• ライドシェアによる「交通混雑の緩和、世界中で証明」と将来性強調
  • 起こり得る産業の大変革で主導権握る-「AI制する者が未来制す」
Masayoshi Son, chairman and chief executive officer of SoftBank Group Corp., gestures during the Wall Street Journal CEO Council in Tokyo, Japan, on Tuesday, May 15, 2018.
Photographer: Akio Kon/Bloomberg

ソフトバンクグループ(SBG)の孫正義会長兼社長は19日、都内の自社イベントで講演し、「人工知能(AI)を制するものが未来を制する」と強調。ソフトバンク・ビジョン・ファンドを通じた投資などで研究開発を加速し、起こり得る産業界の大変革で主導権を握る考えをあらためて示した。
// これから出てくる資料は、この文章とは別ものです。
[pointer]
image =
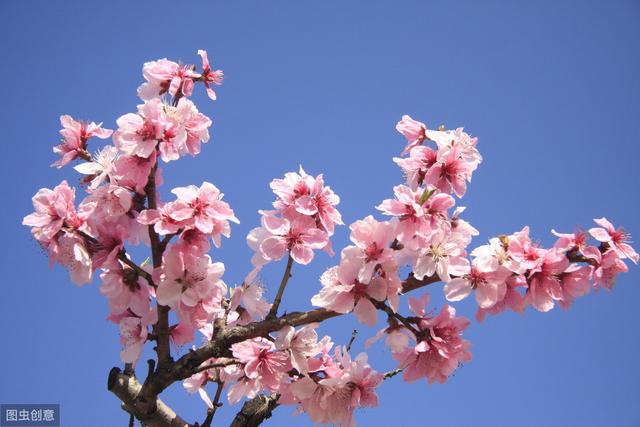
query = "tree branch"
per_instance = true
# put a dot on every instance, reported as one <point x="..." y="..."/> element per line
<point x="255" y="411"/>
<point x="161" y="328"/>
<point x="283" y="283"/>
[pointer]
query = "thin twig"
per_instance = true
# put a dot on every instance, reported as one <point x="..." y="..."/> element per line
<point x="283" y="283"/>
<point x="392" y="374"/>
<point x="217" y="365"/>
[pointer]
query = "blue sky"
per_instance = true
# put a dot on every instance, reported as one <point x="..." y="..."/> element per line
<point x="551" y="89"/>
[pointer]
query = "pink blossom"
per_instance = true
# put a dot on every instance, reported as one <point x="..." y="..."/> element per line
<point x="53" y="210"/>
<point x="608" y="266"/>
<point x="140" y="134"/>
<point x="300" y="344"/>
<point x="449" y="173"/>
<point x="208" y="75"/>
<point x="125" y="289"/>
<point x="196" y="126"/>
<point x="99" y="169"/>
<point x="567" y="242"/>
<point x="133" y="172"/>
<point x="298" y="235"/>
<point x="443" y="255"/>
<point x="250" y="298"/>
<point x="440" y="351"/>
<point x="308" y="196"/>
<point x="189" y="279"/>
<point x="373" y="239"/>
<point x="544" y="281"/>
<point x="512" y="299"/>
<point x="489" y="284"/>
<point x="616" y="238"/>
<point x="74" y="139"/>
<point x="164" y="76"/>
<point x="342" y="291"/>
<point x="523" y="251"/>
<point x="412" y="130"/>
<point x="415" y="167"/>
<point x="261" y="360"/>
<point x="202" y="208"/>
<point x="575" y="281"/>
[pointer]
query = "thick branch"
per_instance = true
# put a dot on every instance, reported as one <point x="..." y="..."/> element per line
<point x="255" y="411"/>
<point x="161" y="328"/>
<point x="127" y="388"/>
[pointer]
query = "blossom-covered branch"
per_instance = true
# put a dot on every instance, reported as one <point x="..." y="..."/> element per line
<point x="246" y="349"/>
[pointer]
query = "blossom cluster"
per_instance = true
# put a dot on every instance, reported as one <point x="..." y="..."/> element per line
<point x="423" y="234"/>
<point x="327" y="385"/>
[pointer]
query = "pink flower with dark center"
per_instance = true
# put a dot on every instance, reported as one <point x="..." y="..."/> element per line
<point x="342" y="291"/>
<point x="74" y="139"/>
<point x="440" y="348"/>
<point x="617" y="239"/>
<point x="298" y="235"/>
<point x="412" y="130"/>
<point x="208" y="75"/>
<point x="202" y="208"/>
<point x="140" y="134"/>
<point x="261" y="360"/>
<point x="416" y="166"/>
<point x="544" y="281"/>
<point x="449" y="173"/>
<point x="373" y="239"/>
<point x="308" y="196"/>
<point x="489" y="285"/>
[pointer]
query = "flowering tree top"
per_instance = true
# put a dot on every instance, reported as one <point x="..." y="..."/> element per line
<point x="242" y="346"/>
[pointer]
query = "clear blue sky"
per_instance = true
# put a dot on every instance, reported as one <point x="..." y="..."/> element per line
<point x="551" y="88"/>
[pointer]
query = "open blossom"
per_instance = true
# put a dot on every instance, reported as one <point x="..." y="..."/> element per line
<point x="415" y="167"/>
<point x="308" y="196"/>
<point x="348" y="385"/>
<point x="544" y="282"/>
<point x="262" y="360"/>
<point x="300" y="344"/>
<point x="208" y="75"/>
<point x="196" y="126"/>
<point x="607" y="267"/>
<point x="528" y="255"/>
<point x="417" y="211"/>
<point x="439" y="352"/>
<point x="53" y="209"/>
<point x="443" y="255"/>
<point x="450" y="173"/>
<point x="134" y="333"/>
<point x="616" y="238"/>
<point x="203" y="209"/>
<point x="140" y="134"/>
<point x="489" y="282"/>
<point x="251" y="299"/>
<point x="75" y="135"/>
<point x="412" y="130"/>
<point x="125" y="289"/>
<point x="343" y="292"/>
<point x="373" y="241"/>
<point x="298" y="235"/>
<point x="99" y="169"/>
孫氏は出資先企業が手掛けるライドシェアリング事業に関連し、「日本では法律で禁止されている。信じられない。国が未来の進化を止めている。未来を否定する」と政府を厳しく批判。AIにより「未来予測によって交通の混雑が減ることはアメリカや中国、世界中の国々で起きている」とし、同事業の将来性の高さを指摘した。
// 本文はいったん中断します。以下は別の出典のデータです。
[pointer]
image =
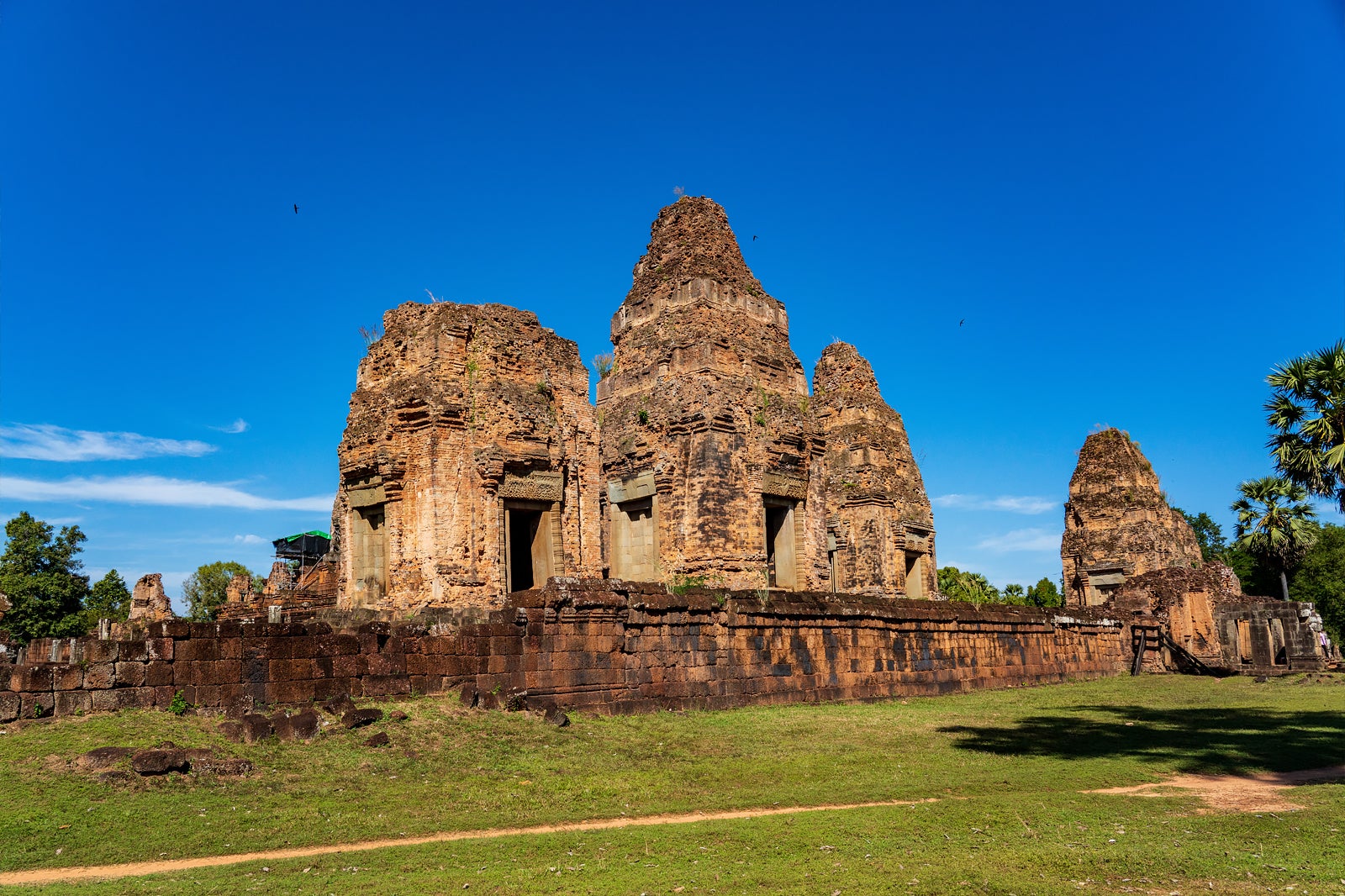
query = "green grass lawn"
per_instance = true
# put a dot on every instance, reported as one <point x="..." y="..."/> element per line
<point x="1006" y="768"/>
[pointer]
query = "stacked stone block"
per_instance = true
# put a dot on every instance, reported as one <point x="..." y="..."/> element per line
<point x="587" y="645"/>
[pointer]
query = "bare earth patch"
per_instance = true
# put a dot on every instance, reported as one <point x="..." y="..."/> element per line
<point x="136" y="869"/>
<point x="1237" y="793"/>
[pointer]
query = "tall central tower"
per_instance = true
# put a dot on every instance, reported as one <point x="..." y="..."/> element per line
<point x="709" y="458"/>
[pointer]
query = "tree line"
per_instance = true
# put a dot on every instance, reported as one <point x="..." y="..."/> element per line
<point x="45" y="593"/>
<point x="1279" y="548"/>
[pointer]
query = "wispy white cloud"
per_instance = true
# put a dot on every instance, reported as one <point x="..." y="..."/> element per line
<point x="1021" y="540"/>
<point x="1029" y="505"/>
<point x="44" y="441"/>
<point x="152" y="490"/>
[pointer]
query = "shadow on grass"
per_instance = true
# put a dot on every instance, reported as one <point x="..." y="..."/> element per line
<point x="1190" y="741"/>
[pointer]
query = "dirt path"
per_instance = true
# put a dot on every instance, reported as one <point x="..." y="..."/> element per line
<point x="1221" y="793"/>
<point x="136" y="869"/>
<point x="1237" y="793"/>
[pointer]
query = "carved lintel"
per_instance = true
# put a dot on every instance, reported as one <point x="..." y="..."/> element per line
<point x="630" y="488"/>
<point x="367" y="497"/>
<point x="535" y="486"/>
<point x="784" y="485"/>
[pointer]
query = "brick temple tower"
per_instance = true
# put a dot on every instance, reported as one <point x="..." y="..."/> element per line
<point x="712" y="468"/>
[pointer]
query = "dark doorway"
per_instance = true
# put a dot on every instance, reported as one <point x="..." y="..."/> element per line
<point x="779" y="544"/>
<point x="524" y="526"/>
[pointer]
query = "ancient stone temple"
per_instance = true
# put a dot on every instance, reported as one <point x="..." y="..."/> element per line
<point x="712" y="466"/>
<point x="880" y="526"/>
<point x="1130" y="555"/>
<point x="468" y="467"/>
<point x="474" y="465"/>
<point x="1118" y="524"/>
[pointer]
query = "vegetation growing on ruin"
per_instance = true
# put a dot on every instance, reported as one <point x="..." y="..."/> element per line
<point x="1004" y="771"/>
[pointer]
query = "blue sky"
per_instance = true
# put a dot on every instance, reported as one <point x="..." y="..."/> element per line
<point x="1138" y="208"/>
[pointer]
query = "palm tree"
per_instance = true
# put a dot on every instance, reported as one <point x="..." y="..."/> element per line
<point x="1308" y="414"/>
<point x="1275" y="524"/>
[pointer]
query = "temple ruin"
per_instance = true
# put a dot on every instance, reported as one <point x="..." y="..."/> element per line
<point x="474" y="465"/>
<point x="1118" y="524"/>
<point x="880" y="528"/>
<point x="468" y="467"/>
<point x="1126" y="551"/>
<point x="712" y="533"/>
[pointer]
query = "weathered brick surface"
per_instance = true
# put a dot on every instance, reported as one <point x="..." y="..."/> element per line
<point x="459" y="410"/>
<point x="605" y="646"/>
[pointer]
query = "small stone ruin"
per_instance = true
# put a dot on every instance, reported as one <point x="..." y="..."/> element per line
<point x="1126" y="551"/>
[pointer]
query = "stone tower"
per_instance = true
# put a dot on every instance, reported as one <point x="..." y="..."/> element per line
<point x="1118" y="524"/>
<point x="880" y="526"/>
<point x="468" y="467"/>
<point x="710" y="465"/>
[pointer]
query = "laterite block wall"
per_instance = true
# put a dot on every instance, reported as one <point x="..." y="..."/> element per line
<point x="604" y="646"/>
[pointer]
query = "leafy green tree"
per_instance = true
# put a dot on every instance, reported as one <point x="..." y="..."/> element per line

SBGはビジョン・ファンドなどを通じて米ウーバーや中国の滴滴出行をはじめとしたシェアリングエコノミー関連、AIを駆使した自動運転技術関連、保険会社など企業への投資を加速。2017年から運用を始めた同ファンドからの営業利益は18年1-3月期で666億円に拡大した。
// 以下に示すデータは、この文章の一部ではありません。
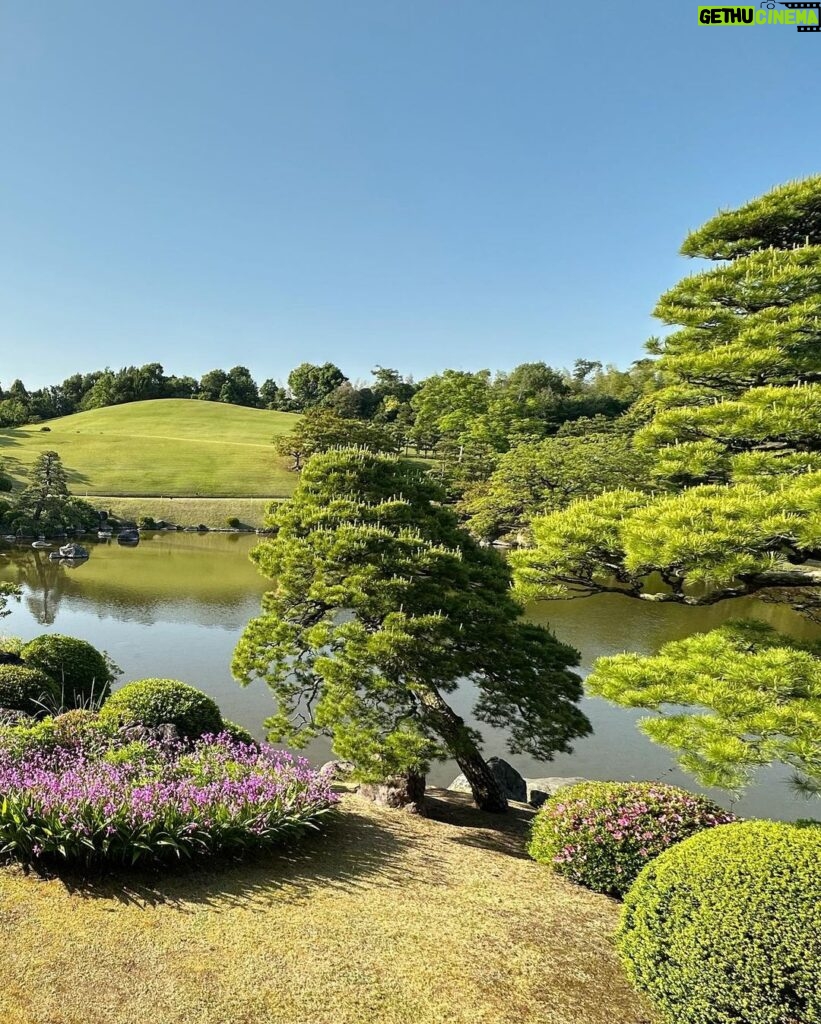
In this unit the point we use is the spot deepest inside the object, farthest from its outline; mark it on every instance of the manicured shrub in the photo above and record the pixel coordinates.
(10, 648)
(726, 927)
(601, 835)
(152, 804)
(238, 732)
(26, 688)
(156, 701)
(83, 674)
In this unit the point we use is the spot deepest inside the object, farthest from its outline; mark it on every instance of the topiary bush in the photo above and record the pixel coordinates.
(601, 835)
(27, 689)
(83, 674)
(726, 927)
(155, 701)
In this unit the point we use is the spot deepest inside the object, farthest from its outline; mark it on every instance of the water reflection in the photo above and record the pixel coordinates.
(175, 605)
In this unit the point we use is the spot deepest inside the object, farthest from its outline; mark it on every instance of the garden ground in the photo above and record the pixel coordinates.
(384, 919)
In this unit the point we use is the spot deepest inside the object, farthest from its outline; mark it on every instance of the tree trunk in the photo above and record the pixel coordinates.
(486, 791)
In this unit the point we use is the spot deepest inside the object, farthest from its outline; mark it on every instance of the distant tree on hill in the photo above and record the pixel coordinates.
(211, 385)
(320, 429)
(310, 384)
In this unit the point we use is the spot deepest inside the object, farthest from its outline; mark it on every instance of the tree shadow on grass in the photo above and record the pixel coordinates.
(351, 851)
(507, 834)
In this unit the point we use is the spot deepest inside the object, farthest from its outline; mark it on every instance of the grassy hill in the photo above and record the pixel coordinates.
(170, 446)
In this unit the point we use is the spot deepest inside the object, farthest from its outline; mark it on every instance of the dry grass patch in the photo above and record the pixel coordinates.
(385, 919)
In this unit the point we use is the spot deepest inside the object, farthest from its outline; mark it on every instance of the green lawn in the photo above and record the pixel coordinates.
(168, 446)
(386, 919)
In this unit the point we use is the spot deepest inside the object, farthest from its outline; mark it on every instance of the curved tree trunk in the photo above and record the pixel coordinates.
(487, 793)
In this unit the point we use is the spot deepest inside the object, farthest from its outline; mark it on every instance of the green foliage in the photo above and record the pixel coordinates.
(27, 689)
(787, 216)
(726, 927)
(310, 384)
(156, 701)
(82, 673)
(754, 693)
(601, 835)
(382, 605)
(538, 477)
(322, 429)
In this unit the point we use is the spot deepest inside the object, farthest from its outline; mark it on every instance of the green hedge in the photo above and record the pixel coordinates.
(156, 701)
(726, 927)
(27, 689)
(83, 675)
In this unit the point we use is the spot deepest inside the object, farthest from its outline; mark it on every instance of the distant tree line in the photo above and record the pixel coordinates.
(466, 419)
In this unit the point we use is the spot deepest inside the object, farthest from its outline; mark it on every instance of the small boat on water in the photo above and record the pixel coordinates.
(70, 552)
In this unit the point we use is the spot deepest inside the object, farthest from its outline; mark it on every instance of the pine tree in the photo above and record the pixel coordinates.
(734, 434)
(383, 606)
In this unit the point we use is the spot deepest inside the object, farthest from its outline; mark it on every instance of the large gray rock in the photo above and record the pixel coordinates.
(538, 790)
(513, 785)
(338, 770)
(404, 793)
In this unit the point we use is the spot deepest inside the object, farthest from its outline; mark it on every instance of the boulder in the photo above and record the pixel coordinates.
(338, 770)
(166, 734)
(538, 790)
(400, 792)
(513, 785)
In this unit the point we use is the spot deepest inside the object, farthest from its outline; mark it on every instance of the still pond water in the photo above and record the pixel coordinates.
(175, 606)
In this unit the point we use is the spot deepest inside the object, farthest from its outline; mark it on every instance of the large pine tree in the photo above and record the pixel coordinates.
(382, 607)
(734, 432)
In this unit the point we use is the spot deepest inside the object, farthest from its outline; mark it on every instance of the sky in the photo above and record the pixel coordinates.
(420, 184)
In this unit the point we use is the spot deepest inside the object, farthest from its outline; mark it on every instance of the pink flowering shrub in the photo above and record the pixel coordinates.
(145, 802)
(601, 835)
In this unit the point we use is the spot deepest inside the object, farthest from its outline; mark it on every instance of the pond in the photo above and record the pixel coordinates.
(176, 604)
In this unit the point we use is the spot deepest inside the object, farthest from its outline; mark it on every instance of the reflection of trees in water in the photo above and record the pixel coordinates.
(45, 584)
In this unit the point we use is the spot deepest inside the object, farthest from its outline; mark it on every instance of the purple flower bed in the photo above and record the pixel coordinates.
(601, 835)
(144, 802)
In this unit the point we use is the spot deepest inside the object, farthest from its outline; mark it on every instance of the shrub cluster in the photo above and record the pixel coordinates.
(26, 688)
(83, 675)
(157, 701)
(726, 927)
(601, 835)
(145, 802)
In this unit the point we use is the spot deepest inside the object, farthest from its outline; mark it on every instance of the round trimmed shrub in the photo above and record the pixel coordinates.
(83, 675)
(601, 835)
(238, 732)
(156, 701)
(25, 688)
(726, 927)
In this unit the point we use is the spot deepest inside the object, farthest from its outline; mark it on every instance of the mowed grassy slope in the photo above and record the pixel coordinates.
(167, 446)
(387, 919)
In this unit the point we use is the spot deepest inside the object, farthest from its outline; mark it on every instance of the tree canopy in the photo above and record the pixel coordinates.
(732, 428)
(382, 606)
(752, 696)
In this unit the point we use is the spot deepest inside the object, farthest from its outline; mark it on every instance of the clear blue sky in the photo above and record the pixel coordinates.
(420, 183)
孫氏の基調講演には、中国で配車アプリを手掛ける滴滴出行の柳青(ジーン・リウ)社長や米ゼネラル・モーターズ(GM)のダニエル・アマン社長らが登壇した。孫氏は革新的技術で業界トップに躍り出るようなスタートアップ企業への継続的な投資で、300年間成長し続ける組織体を構成する「群戦略」の実現を目指している。

GMのアマン氏は信号機が故障中でも安全に走行する実験動画などを披露しながら、「自動運転を大規模に展開することで世界を変える」と意欲を見せた。孫氏も自動運転車だけが走る街が誕生すれば街中でも信号機は不要になり、時速200キロで走ることも可能だとし、「AIはあらゆるものを進化させてくれる」と力説した。